There is no easy solution to the problem which the Gasser case presents. It is not, for example, possible to draft the exclusive choice of jurisdiction provisions in a way that avoids the effect of Article 27. Lenders may, however, be able to avoid being caught by the problem by quick action in a default situation. In particular, if the lender issues proceedings in the agreed jurisdiction before the borrower has time to issue its own domestic proceedings, this will then mean that the problem is avoided. Of course, there are limits to applying a policy of rapidly commencing litigation at the earliest point in any dispute. In reality, and for sensible commercial and other reasons, the parties will usually prefer to resolve disputes on a negotiated basis without issuing proceedings. However, it is clear that whenever a dispute arises, the lender should, at the very least, consider issuing proceedings earlier than it would normally do, and should be prepared to issue proceedings at short notice if it gets any indication that the borrower is about to issue its own domestic proceedings.
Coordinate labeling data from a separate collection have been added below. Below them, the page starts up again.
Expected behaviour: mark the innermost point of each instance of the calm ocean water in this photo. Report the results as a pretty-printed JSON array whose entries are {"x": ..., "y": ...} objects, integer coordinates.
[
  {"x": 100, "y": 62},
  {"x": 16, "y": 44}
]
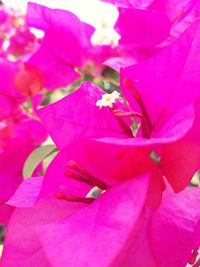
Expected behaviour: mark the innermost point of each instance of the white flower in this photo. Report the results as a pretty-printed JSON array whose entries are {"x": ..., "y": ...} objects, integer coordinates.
[{"x": 108, "y": 100}]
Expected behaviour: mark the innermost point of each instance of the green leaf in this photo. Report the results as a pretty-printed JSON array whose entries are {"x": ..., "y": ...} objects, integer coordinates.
[{"x": 34, "y": 159}]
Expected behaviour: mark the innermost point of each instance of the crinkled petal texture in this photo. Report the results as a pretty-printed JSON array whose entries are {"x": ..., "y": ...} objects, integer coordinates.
[
  {"x": 175, "y": 228},
  {"x": 77, "y": 115},
  {"x": 27, "y": 193},
  {"x": 64, "y": 46},
  {"x": 175, "y": 10},
  {"x": 97, "y": 234},
  {"x": 26, "y": 135},
  {"x": 168, "y": 236},
  {"x": 176, "y": 145},
  {"x": 130, "y": 3},
  {"x": 22, "y": 244},
  {"x": 142, "y": 28},
  {"x": 168, "y": 81}
]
For a lender who has been caught by the problem, it can either fight on the jurisdiction issue (and accept the delay which this is likely to produce) or it can resign itself to losing the benefit of the exclusive jurisdiction clause and pursue the proceedings instead in the courts of the borrower’s home jurisdiction. For the reasons mentioned above, this may not always be an attractive option.
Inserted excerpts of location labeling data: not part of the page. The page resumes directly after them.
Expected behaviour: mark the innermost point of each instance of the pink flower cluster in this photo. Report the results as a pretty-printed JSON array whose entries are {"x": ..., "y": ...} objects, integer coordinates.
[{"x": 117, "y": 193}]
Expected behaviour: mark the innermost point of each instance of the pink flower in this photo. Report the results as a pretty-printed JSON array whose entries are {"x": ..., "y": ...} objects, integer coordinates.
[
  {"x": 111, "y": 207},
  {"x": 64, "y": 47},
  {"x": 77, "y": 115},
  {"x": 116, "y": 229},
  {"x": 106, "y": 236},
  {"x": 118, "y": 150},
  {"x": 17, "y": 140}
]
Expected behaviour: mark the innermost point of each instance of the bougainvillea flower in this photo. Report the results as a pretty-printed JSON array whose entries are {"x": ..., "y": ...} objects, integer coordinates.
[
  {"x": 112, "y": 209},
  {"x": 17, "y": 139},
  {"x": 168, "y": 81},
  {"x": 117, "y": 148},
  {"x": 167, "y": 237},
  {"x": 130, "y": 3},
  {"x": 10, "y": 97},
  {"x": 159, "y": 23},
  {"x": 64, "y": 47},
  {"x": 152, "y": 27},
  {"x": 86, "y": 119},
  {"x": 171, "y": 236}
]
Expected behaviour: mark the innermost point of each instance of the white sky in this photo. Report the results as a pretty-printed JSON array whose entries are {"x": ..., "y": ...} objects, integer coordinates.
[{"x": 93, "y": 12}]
In the Gasser case, the European Court of Justice justified its decision that a choice of exclusive jurisdiction did not override Article 27 on the basis that there should be certainty as to the EC courts with jurisdiction. Without such certainty there was the risk of parallel proceedings taking place in different countries which could give rise to conflicting decisions. The Court considered that the need for certainty should be based purely on the chronological sequence of the issue of proceedings. In doing so, however, the Court established a principle that Article 27 can frustrate the intention of a contractual bargain as to jurisdiction made by business parties concluding a freely negotiated contract.
It is, of course, desirable to have certainty as to which courts have jurisdiction. However, banks which are lending on a cross-border basis are also entitled to be certain, when they lend, where loan agreement disputes will be resolved. If the loophole created by the Gasser case becomes widely exploited, there must be strong arguments for changing the law.
 The decision of the ECJ in the Gasser case was infact based on Article 21 of the 1968 Brussels convention the forerunner to Article 27 of the Regulation.